La semaine dernière, le sénateur républicain de l’Arizona Jeff Flake a reproché à Trump d’avoir utilisé la célèbre formule de Joseph Staline, les « ennemis du peuple », pour décrire la liberté de la presse. Flake (qui à l’instar de nombreux Républicains quittera le Congrès cette année) n’a bien entendu pas suffisamment contextualisé l’expression. De la bouche de Staline, cette formule, associée à l’importante et redoutable puissance de l’appareil sécuritaire interne de l’État soviétique, résonnait comme une condamnation à mort pour des millions d’individus.

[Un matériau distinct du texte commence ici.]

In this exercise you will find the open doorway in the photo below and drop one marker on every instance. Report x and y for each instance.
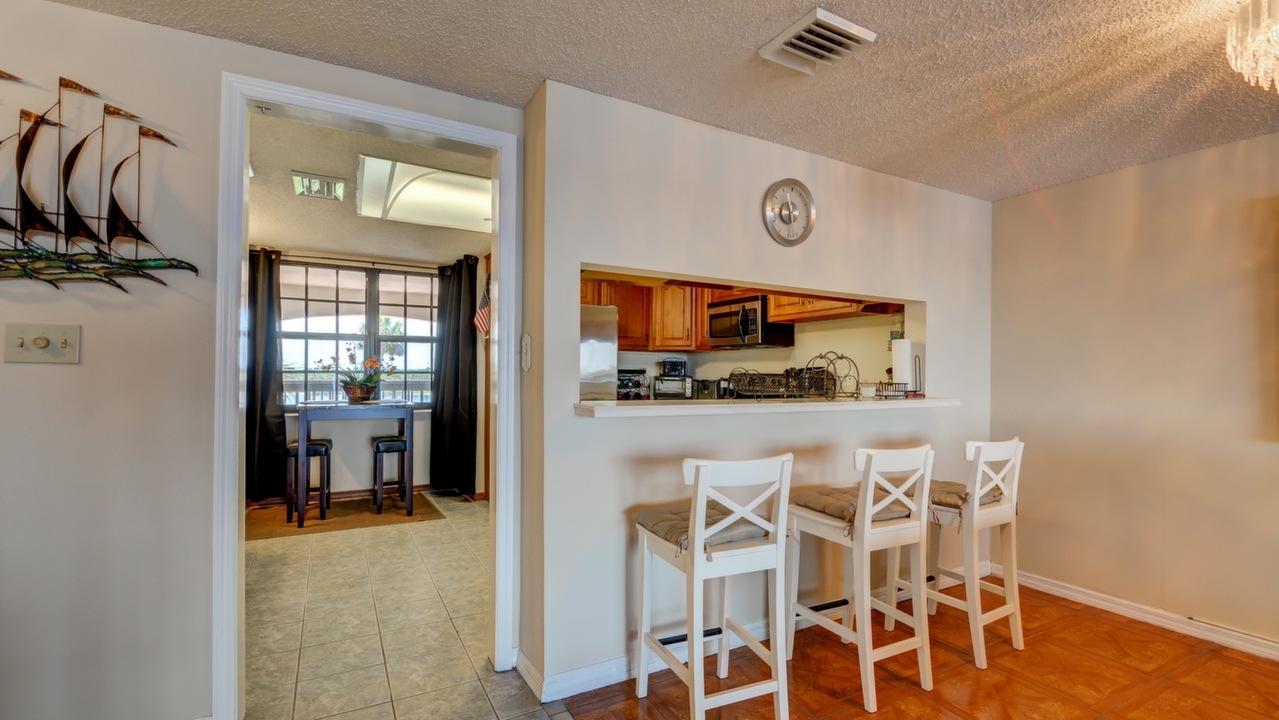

Prononcés par Trump, ces mots qui d’ailleurs alimentent les suspicions de l’appareil sécuritaire américain ne deviennent qu’un élément de plus dans le spectacle narratif à travers lequel il suscite loyauté ou rejet de la part de ses sympathisants.

Pour Trump, se rendre à Davos équivaut tout simplement à partir en tournée pour livrer ce spectacle. J’espère que le regretté Osip Mandelstam m’excusera pour cette adaptation du poème « Le montagnard du Kremlin » (ou « Épigramme contre Staline »), satire qui a coûté la vie à son auteur, et que je recommande à tous les participants de la conférence.

Le montagnard de la Maison-Blanche

Nous vivons sans sentir sous nos pieds le pays.

Nos paroles à dix pas ne sont même plus ouïes,

Et tandis que s’engage un débat ou un tweet,

Là s’agite le montagnard de la Maison-Blanche.

Les dix petits doigts de sa grosse main dodue,

Ses mots sournois et dénués de substance,

La fourrure de renard dont son crane est vêtu,

Orange cosmétique sur sa peau en abondance.

Que de conseillers au cou grêle l’entourent,

Et des services de ces ombres d’humains il se réjouit.

L’un salue, l’autre miaule, le troisième déplore.

Il n’y a que lui qui désigne et qui punit.

De violence en violence, comme des fers, il forge,

À qui au ventre, au front, à qui à l’œil, au sourcil.